A World Bank report released last year said the scheme could go bankrupt “as early as 2013.” But its Chief Executive Sylvester Mensah vehemently denied the claims, saying the NHIS was on a strong footing.
Appearing before the Appointments Committee of Parliament Friday, Mrs Aryitey said certain operational inefficiencies in the NHIS had left huge unpaid claims to providers - a situation she said had posed great danger to the survival of the Scheme.

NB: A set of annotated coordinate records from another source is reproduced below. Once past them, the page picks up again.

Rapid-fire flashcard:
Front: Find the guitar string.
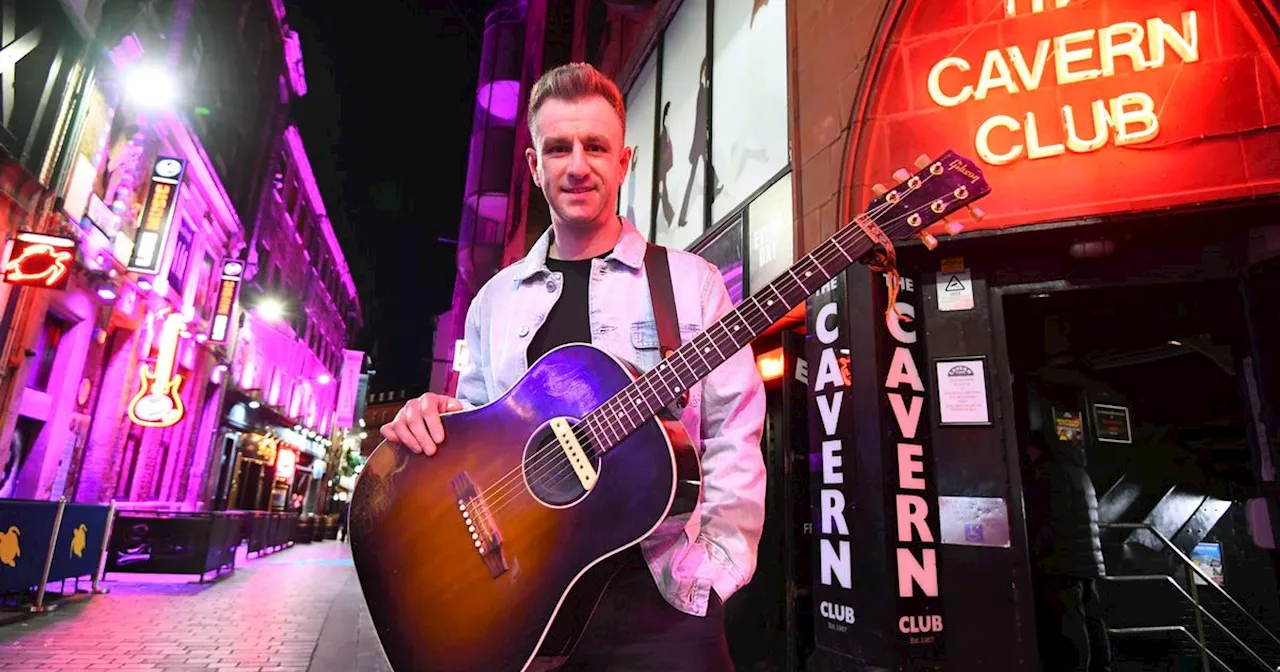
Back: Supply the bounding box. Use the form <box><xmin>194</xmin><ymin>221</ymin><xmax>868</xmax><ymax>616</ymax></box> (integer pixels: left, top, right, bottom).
<box><xmin>468</xmin><ymin>175</ymin><xmax>952</xmax><ymax>515</ymax></box>
<box><xmin>467</xmin><ymin>175</ymin><xmax>952</xmax><ymax>515</ymax></box>
<box><xmin>463</xmin><ymin>186</ymin><xmax>932</xmax><ymax>513</ymax></box>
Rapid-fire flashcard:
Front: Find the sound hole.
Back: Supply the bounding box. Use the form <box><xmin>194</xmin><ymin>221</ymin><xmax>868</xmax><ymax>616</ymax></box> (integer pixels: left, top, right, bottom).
<box><xmin>524</xmin><ymin>419</ymin><xmax>600</xmax><ymax>507</ymax></box>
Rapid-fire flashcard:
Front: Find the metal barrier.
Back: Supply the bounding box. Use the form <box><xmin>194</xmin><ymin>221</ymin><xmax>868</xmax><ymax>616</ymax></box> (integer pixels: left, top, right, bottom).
<box><xmin>1101</xmin><ymin>522</ymin><xmax>1280</xmax><ymax>672</ymax></box>
<box><xmin>104</xmin><ymin>511</ymin><xmax>241</xmax><ymax>582</ymax></box>
<box><xmin>227</xmin><ymin>511</ymin><xmax>298</xmax><ymax>557</ymax></box>
<box><xmin>0</xmin><ymin>499</ymin><xmax>115</xmax><ymax>612</ymax></box>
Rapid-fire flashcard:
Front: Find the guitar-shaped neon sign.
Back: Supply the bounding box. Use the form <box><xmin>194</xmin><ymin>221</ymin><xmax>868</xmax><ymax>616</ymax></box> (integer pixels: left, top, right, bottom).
<box><xmin>129</xmin><ymin>312</ymin><xmax>187</xmax><ymax>428</ymax></box>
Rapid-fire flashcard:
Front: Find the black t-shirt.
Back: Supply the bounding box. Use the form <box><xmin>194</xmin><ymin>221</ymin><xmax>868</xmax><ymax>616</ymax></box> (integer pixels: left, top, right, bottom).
<box><xmin>527</xmin><ymin>255</ymin><xmax>605</xmax><ymax>365</ymax></box>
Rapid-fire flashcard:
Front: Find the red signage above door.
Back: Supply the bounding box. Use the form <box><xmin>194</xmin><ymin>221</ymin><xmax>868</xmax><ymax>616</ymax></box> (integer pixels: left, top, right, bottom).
<box><xmin>849</xmin><ymin>0</ymin><xmax>1280</xmax><ymax>229</ymax></box>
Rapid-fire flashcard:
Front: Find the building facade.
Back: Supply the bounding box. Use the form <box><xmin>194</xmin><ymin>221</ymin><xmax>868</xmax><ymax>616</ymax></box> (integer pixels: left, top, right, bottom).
<box><xmin>0</xmin><ymin>0</ymin><xmax>364</xmax><ymax>509</ymax></box>
<box><xmin>445</xmin><ymin>0</ymin><xmax>1280</xmax><ymax>671</ymax></box>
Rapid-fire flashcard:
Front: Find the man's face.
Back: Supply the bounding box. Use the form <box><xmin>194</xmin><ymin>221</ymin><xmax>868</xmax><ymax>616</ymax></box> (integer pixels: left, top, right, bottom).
<box><xmin>525</xmin><ymin>96</ymin><xmax>631</xmax><ymax>227</ymax></box>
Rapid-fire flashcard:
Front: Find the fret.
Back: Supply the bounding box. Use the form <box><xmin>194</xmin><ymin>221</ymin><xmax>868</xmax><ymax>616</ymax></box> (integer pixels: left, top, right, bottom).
<box><xmin>719</xmin><ymin>316</ymin><xmax>742</xmax><ymax>352</ymax></box>
<box><xmin>689</xmin><ymin>332</ymin><xmax>716</xmax><ymax>372</ymax></box>
<box><xmin>805</xmin><ymin>252</ymin><xmax>831</xmax><ymax>280</ymax></box>
<box><xmin>831</xmin><ymin>238</ymin><xmax>854</xmax><ymax>264</ymax></box>
<box><xmin>769</xmin><ymin>284</ymin><xmax>791</xmax><ymax>310</ymax></box>
<box><xmin>787</xmin><ymin>269</ymin><xmax>809</xmax><ymax>296</ymax></box>
<box><xmin>698</xmin><ymin>330</ymin><xmax>728</xmax><ymax>361</ymax></box>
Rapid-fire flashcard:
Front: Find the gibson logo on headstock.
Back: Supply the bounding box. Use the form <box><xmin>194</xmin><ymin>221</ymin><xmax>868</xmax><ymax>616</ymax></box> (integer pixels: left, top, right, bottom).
<box><xmin>947</xmin><ymin>159</ymin><xmax>982</xmax><ymax>184</ymax></box>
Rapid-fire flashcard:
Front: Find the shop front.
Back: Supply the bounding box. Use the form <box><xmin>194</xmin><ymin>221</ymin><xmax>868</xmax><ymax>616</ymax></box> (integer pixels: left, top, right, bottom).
<box><xmin>791</xmin><ymin>0</ymin><xmax>1280</xmax><ymax>671</ymax></box>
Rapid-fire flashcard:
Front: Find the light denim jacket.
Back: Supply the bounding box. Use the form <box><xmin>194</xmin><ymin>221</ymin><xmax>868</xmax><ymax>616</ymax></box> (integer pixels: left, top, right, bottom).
<box><xmin>457</xmin><ymin>219</ymin><xmax>765</xmax><ymax>616</ymax></box>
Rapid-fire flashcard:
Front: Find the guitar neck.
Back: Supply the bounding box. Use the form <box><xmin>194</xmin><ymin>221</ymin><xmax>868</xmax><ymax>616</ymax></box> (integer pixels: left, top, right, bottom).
<box><xmin>582</xmin><ymin>217</ymin><xmax>873</xmax><ymax>454</ymax></box>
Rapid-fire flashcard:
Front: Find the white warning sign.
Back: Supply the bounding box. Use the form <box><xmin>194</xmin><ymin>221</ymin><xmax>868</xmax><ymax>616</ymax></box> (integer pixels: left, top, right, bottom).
<box><xmin>937</xmin><ymin>269</ymin><xmax>973</xmax><ymax>311</ymax></box>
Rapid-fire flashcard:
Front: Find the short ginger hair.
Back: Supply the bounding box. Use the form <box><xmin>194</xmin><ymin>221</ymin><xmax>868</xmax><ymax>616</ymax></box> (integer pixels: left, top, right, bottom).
<box><xmin>529</xmin><ymin>63</ymin><xmax>627</xmax><ymax>136</ymax></box>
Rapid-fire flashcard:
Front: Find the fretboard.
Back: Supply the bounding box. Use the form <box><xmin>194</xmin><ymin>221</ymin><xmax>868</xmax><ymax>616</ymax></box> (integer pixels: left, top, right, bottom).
<box><xmin>580</xmin><ymin>217</ymin><xmax>873</xmax><ymax>453</ymax></box>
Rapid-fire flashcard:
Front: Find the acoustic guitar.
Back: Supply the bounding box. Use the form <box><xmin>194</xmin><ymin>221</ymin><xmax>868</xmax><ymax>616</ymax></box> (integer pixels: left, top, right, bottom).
<box><xmin>349</xmin><ymin>151</ymin><xmax>991</xmax><ymax>672</ymax></box>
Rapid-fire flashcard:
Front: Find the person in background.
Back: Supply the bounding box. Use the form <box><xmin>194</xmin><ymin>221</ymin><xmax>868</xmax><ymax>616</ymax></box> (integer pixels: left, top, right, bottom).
<box><xmin>1025</xmin><ymin>431</ymin><xmax>1111</xmax><ymax>672</ymax></box>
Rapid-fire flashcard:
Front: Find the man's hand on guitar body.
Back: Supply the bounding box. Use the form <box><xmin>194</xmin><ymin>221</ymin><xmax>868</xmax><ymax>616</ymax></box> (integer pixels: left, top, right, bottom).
<box><xmin>379</xmin><ymin>392</ymin><xmax>462</xmax><ymax>454</ymax></box>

She was confident that once those inefficiencies were corrected, the scheme would work effectively.
The minister-designate said she would explore alternative ways of financing the NHIS and encourage the institutionalisation of a better financial system to ensure prompt payment of claims.
She also pledged to ensure the establishment of more district and regional hospitals.
If approved to head the health ministry, Mr Aryitey stressed she would demand of health workers “good governance, efficiency, effectiveness and accountability” in the management of the resources provided by government.
She also indicated she would establish a cordial relationship with the Ghana Medical Association (GMA) based on trust and facilitate regular interaction between the GMA, the Fair Wages Commission and the National Labour Commission (NLC).
On the issue of delayed salary payments, she said: “I will take the matter up personally with the Ministry of Finance to resolve it so that those who enter medical service will receive their salaries on time.”